Déconsidérés par ceux qui les emploient malgré leur rôle décisif dans le miracle français des Trente Glorieuses, les immigrés, familles incluses cette fois, vont vivre une autre séquence de mépris national. Consécutivement à la loi Vivien de 1970, au nom de la lutte contre l’insalubrité, les bidonvilles qui ont poussé en région parisienne pour abriter la plèbe des manœuvres sont rasés. Seulement voilà : rien n’est pensé ni conçu pour reloger les milliers de travailleurs dont certains ont fait venir leur famille auprès d’eux, persuadés que la France va devenir leur eldorado. Rien ou plutôt si : la circulaire du 19 avril 1972 ordonne la création de cités de transit qui, comme leur nom l’indiquent, ont pour objectif de loger provisoirement des familles « dont l’accès à un habitat définitif ne peut être envisagé sans une action socio-éducative destinée à favoriser leur insertion sociale et leur promotion ». Cette dénomination fleurant bon le charabia technocratique va trouver un exégète inattendu, en la personne du président Pompidou***. En clair, il affirme la nécessité des cités de transit pour loger une population économiquement vitale mais sociétalement hétérogène, donc susceptible de déclencher des réactions de rejet de ses voisins. Même animé des meilleures intentions humanistes, Pompidou peut-il imaginer ce qui attend Kader, Soraya, leurs enfants Samia et Ali, tous leurs amis et compatriotes dans leur nouveau chez eux, à la cité du Port de Gennevilliers ?
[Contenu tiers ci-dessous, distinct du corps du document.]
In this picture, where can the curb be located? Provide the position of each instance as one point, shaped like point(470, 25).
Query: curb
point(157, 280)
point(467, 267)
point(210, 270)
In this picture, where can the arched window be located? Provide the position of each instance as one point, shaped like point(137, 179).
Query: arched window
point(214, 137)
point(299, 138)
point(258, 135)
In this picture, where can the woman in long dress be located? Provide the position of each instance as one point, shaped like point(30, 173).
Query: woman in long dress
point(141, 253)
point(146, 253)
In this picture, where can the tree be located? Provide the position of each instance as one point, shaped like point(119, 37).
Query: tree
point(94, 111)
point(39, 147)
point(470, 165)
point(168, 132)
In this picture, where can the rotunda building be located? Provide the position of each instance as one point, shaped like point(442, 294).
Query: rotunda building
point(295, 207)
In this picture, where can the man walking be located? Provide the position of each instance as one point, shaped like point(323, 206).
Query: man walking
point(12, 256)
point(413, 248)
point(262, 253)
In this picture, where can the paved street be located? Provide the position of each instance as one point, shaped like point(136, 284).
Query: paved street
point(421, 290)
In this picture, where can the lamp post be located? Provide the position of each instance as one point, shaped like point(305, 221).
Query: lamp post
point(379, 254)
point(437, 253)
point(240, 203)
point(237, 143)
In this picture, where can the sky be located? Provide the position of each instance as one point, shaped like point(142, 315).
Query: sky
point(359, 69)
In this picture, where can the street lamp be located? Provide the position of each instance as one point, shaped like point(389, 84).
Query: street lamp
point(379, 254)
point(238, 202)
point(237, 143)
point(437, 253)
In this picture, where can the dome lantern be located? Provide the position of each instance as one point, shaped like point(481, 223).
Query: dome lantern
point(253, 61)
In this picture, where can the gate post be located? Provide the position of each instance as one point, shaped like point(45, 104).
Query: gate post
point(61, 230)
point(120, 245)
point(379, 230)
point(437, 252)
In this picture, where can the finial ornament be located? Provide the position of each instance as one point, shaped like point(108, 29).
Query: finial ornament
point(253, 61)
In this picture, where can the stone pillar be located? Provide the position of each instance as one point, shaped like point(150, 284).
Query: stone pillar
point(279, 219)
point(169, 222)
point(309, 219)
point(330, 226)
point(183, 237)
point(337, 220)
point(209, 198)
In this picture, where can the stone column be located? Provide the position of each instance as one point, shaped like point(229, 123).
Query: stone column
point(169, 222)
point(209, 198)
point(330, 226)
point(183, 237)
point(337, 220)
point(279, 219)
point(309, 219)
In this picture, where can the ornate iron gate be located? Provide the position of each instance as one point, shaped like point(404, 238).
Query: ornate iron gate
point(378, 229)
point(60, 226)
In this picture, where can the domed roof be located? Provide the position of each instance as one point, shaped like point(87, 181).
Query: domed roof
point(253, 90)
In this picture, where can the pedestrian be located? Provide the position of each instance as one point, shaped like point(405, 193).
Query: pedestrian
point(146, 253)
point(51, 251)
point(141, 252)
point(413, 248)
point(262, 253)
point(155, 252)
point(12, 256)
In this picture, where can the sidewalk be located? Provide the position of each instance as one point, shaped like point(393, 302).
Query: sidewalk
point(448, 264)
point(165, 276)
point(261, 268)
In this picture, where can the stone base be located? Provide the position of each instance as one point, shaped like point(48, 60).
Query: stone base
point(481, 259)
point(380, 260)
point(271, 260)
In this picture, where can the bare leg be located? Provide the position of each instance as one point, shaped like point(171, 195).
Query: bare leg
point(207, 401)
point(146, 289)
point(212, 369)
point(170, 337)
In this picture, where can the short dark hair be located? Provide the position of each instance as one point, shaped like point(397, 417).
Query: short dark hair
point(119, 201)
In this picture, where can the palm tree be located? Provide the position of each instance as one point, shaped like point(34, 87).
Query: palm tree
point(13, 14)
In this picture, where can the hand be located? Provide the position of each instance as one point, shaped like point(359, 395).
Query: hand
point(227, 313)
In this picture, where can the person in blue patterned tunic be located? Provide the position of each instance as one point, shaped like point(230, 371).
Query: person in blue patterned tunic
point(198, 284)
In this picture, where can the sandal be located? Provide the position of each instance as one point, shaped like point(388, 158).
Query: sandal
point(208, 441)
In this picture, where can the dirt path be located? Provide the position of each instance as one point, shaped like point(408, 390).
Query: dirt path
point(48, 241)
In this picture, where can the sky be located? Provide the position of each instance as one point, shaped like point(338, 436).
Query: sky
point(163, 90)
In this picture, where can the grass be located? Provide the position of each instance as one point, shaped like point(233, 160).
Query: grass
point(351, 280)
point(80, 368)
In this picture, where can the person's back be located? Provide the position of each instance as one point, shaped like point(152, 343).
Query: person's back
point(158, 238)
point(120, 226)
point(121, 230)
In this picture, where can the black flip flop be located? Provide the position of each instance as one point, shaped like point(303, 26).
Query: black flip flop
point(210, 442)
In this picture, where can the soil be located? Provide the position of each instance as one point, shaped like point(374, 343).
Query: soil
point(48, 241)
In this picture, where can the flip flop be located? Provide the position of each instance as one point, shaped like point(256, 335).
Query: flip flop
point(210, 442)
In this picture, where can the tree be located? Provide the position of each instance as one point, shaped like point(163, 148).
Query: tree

150 familles étrangères vont être logées dans des baraquements implantés dans une zone déclarée insalubre et inondable par la mairie, coincée entre le port industriel, les échangeurs routiers, la ligne de chemin de fer et le chantier de la future autoroute, sous des lignes à haute tension, à trente minutes à pieds de tout commerce. Mais puisque c’est du provisoire…
La cité a son cerbère, employé par le CETRAFA (CEntres de TRAnsit FAmiliaux) qui gère les lieux et son public avec la préfecture. Surnommé « Rouge-gorge », c’est un ancien de l’armée coloniale qui parle arabe et qui bénéficie d’un logement de fonction. Indice révélateur : il est le seul équipé du chauffage, de l’eau chaude, d’une douche et d’un jardin clôturé. Au fil de l’album, ce personnage révèle son vrai visage, celui d’un petit chef profitant de sa position. Il incarne de fait tout le système, qui s’apparente largement aux camps ayant accueilli les harkis à partir de 1962****. Même règlement intérieur infantilisant, même présence intimidante de la force publique, mêmes contrôles sur les allées et venues et le courrier. Rien n’échappe à « Rouge-gorge ». Les gamins apprennent vite à détester ce maton intransigeant, surtout quand il les prive de lumière et de parties de football à la nuit tombée. Laurent Maffre aurait pu se contenter de relater la vie simplement insupportable à l’intérieur des grilles de la cité. Pudiquement, il dépeint l’abnégation des mères plus fortes que la dégradation progressive des conditions de vie et la déliquescence des maigres services mis en place par le CETRAFA. Plein d’empathie pour ces ados de la cité que les filles boudent en raison de leurs origines, il évoque leurs jeux, leurs rêves, leur désir d’exister et de s’intégrer ici et maintenant, puisqu’eux n’ont rien laissé là-bas, sur l’autre rive de la Méditerranée. Faut-il tout miser sur l’école, et se battre contre la ségrégation scolaire dont ces jeunes sont victimes ? Faut-il plutôt augmenter les ressources de la famille pour quitter au plus vite cette prison à ciel ouvert qu’est la cité, en enfilant le bleu de travail comme le paternel ?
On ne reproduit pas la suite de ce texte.